20th February 2019
With 42 percent of marriages in England and Wales ending in divorce, it’s no wonder that hard-working entrepreneurs might want to protect their businesses from being fractured by divorce proceedings.
While it could seem unromantic at the prenuptial stage, it’s worth thinking about the impact of a future break-up on staff, property and ultimately business ownership. Including an obligation in the business’ partnership agreement or articles of association requiring joining members to enter into a nuptial agreement, for example, can be particularly helpful. One can even prescribe details about the transfer of shares.
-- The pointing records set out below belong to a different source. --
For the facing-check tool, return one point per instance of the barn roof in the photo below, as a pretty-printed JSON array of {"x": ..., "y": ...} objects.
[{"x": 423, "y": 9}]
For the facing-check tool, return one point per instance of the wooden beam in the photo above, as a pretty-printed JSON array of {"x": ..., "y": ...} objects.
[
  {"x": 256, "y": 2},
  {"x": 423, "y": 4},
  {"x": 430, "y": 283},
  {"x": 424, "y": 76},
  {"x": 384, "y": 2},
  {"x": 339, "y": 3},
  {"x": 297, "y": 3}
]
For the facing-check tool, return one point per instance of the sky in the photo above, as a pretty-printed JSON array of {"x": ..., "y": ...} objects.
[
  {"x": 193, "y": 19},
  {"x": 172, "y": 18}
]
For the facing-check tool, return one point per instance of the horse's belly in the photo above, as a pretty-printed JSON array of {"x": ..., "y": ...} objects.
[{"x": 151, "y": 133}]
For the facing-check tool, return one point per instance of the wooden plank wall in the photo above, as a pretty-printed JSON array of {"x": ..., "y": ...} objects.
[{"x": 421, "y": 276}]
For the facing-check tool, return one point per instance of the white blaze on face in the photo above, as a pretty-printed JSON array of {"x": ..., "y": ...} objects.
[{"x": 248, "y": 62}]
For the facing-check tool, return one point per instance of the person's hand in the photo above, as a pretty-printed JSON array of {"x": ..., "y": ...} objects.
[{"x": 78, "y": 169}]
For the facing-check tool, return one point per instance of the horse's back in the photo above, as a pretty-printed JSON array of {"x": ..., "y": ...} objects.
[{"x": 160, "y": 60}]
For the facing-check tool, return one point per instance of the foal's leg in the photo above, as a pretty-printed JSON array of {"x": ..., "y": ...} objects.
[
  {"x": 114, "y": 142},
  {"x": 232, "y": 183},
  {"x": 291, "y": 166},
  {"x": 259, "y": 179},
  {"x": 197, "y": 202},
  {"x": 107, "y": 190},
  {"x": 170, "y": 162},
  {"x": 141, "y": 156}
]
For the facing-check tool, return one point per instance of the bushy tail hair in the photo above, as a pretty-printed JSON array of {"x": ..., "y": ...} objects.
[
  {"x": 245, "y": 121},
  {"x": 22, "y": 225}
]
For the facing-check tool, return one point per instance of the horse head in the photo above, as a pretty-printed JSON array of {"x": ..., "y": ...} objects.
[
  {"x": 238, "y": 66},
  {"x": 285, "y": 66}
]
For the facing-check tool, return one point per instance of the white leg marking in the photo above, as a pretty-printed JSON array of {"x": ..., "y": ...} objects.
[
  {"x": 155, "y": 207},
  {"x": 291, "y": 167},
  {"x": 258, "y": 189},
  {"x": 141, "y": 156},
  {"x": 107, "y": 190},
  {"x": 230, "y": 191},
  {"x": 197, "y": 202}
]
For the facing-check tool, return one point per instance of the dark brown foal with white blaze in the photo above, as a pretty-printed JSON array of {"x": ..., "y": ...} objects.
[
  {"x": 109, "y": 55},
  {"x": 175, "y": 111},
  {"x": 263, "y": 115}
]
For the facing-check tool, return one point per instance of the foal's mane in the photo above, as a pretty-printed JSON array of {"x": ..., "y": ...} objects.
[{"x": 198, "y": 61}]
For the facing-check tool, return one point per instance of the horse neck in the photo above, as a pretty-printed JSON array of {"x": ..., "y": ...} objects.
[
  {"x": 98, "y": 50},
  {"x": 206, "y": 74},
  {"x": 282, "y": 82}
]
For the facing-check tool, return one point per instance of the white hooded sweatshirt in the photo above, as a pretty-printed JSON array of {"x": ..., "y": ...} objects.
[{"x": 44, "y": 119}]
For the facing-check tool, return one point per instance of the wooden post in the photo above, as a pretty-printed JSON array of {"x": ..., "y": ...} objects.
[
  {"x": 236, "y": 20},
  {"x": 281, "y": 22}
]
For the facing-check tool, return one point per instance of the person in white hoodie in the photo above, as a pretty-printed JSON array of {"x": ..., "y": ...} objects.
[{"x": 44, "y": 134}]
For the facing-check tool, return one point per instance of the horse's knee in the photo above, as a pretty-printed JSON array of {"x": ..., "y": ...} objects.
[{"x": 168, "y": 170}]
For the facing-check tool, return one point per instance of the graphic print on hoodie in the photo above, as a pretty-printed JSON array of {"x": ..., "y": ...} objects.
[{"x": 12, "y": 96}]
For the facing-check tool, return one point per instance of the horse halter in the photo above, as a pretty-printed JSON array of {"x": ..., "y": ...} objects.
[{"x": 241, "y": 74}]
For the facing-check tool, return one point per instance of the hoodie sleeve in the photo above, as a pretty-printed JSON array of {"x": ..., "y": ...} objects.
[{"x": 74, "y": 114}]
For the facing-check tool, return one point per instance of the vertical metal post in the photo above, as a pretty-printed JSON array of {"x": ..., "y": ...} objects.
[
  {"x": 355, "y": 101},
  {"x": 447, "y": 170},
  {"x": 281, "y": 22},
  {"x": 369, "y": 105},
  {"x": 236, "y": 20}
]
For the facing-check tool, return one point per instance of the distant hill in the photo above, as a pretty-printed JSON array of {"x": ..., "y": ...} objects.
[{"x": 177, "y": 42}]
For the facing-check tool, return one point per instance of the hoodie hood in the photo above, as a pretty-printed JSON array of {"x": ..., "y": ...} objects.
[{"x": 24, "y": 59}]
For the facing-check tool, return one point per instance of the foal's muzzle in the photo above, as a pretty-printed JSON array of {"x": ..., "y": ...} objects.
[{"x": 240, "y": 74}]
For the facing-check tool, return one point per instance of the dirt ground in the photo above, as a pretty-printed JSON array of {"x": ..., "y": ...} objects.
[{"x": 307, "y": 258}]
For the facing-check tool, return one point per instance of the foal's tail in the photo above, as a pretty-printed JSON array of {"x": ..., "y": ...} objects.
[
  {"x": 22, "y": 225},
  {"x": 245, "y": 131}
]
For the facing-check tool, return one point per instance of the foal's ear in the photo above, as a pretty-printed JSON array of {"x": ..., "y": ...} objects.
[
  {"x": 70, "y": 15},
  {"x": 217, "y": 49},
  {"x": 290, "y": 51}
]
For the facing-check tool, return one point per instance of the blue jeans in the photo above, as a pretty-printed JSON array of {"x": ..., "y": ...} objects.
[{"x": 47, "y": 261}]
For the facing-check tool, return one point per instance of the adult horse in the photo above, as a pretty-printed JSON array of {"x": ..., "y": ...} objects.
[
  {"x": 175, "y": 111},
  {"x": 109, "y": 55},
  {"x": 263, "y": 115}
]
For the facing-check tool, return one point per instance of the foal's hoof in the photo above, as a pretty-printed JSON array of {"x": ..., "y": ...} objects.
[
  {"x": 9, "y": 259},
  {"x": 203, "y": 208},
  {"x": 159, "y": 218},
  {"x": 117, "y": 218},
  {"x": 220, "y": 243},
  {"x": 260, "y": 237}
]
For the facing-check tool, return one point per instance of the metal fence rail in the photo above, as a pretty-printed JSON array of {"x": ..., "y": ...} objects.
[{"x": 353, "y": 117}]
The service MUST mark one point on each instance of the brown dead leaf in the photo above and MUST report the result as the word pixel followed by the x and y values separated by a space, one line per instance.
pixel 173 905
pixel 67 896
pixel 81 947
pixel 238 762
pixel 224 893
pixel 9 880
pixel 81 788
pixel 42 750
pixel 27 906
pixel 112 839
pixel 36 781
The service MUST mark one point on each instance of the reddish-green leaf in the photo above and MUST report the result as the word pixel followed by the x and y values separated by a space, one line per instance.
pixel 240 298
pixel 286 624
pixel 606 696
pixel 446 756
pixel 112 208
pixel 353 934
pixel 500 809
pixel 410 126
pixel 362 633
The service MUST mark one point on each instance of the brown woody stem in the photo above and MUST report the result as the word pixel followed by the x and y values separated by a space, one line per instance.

Samantha Newton, associate solicitor in family law at Thrings, told Insider: “When it comes to a divorce’s financial settlement, a court can’t make an order against a limited company itself, but could request a business to be valued – with a view to extracting capital from it. Needless to say, the impact on the business’ ability to invest in the future could be severe.”
The time, stress and pressure of a separation can take its toll on a business, but there are specially trained professionals who can help. “Speaking to a divorce coach to help navigate the emotional pressures can help restore business focus,” she said.
“Where possible, we advise keeping communication going and amicable. This tends to lend itself to more flexible separation processes. It’s always worth considering alternative methods for discussing finances, such as mediation, or choosing a lawyer who can help you focus on solutions for the family as a whole.”